New offensive coordinator Jason Michael spent the last three seasons as the San Diego Chargers tight ends coach. Chargers receivers played over 2,800 combined snaps last season, including Keenan Allen and Vincent Brown with over 900 each.
For comparison’s sake, the only receiver on Tennessee’s roster from last season to match Allen and Brown was Washington. As you already know, Washington is likely going to be a salary cap casualty.
With Chris Johnson likely finding himself out of Nashville this offseason, there is also something to be said about Tennessee having to rely a bit more on the passing game and Jake Locker in 2014. Locker averaged just over 26 pass attempts per game in 2014. Just an increase of five attempts per outing would mean 80 more targets to go around with Hunter pushed up the depth chart due to Washington’s absence from the roster.
You also have to take into account that someone, most likely Hunter, will have to pick up the slack with Washington on another team. In this, we can expect Wright’s numbers to be in the mid 900s with Hunter coming in over 900 snaps himself. At 900 snaps with a 12.1 percent target rate, we are looking at 110 targets for Hunter in 2014. That’s the bare minimum, especially with the other factors I indicated above.
A couple of other things must be taken into account here. Hunter dropped 12.2 percent of the passes thrown in his direction last year. Those numbers need to go down dramatically if Michael and Co. are going to rely on him next year. He also caught less than 44 percent of those targeted passes. That number needs to go up by at least a full 10 percent if Tennessee is going to give Hunter an opportunity to win the starting gig opposite Wright.

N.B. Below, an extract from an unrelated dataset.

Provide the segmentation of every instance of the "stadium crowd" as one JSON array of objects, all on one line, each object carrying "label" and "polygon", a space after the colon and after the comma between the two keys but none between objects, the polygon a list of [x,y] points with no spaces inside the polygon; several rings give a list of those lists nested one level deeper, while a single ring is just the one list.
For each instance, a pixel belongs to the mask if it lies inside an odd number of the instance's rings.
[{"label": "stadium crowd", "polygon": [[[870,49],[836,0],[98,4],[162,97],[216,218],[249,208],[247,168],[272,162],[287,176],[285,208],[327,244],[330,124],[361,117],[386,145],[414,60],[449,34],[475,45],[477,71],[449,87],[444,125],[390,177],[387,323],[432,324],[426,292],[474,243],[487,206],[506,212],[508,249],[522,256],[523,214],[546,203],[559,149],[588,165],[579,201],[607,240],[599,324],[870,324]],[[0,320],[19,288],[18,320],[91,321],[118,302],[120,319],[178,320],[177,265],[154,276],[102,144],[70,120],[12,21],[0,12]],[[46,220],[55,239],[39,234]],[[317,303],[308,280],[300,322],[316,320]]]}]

Assuming Hunter does progress naturally from his rookie campaign to season two, we should be looking at a minimum of a 50 percent catch rate. Though Hunter caught just 18 passes as a rookie, four did go for touchdowns. It doesn’t take a genius to come to the conclusion that a 22.2 percent touchdown rate isn’t sustainable. If it were, Hunter would be looking at a minimum of a dozen scores. That’s where projections might get a tad murky. As it is, this is what we can expect from Hunter as a sophomore if we decide to cut his touchdown percentage in half based on increased targets and receptions.
57 receptions, 950 yards and seven touchdowns
Notice how I lowered Hunter’s yards per reception totals from 19.7 to 16.7? While he’s a burner and will beat defenses over the top, it’s unrealistic to expect that high of an average with more targets and receptions.
As it is, Hunter’s projections make him a decent FLEX play in 2014. His current ADP makes him the 53rd-ranked receiver in standard redraft leagues, 51st in dynasty leagues. Those ranked ahead of Hunter include Danario Alexander, Kenny Stills, Danny Amendola and Riley Cooper. It goes without saying that Hunter represents more upside and value than those four receivers.
Our recommendation is that you buy low on Hunter with the expectation that you can play him weekly in 2014. Grab need elsewhere in the draft and pick Hunter up toward the end. That’s almost money in the bank.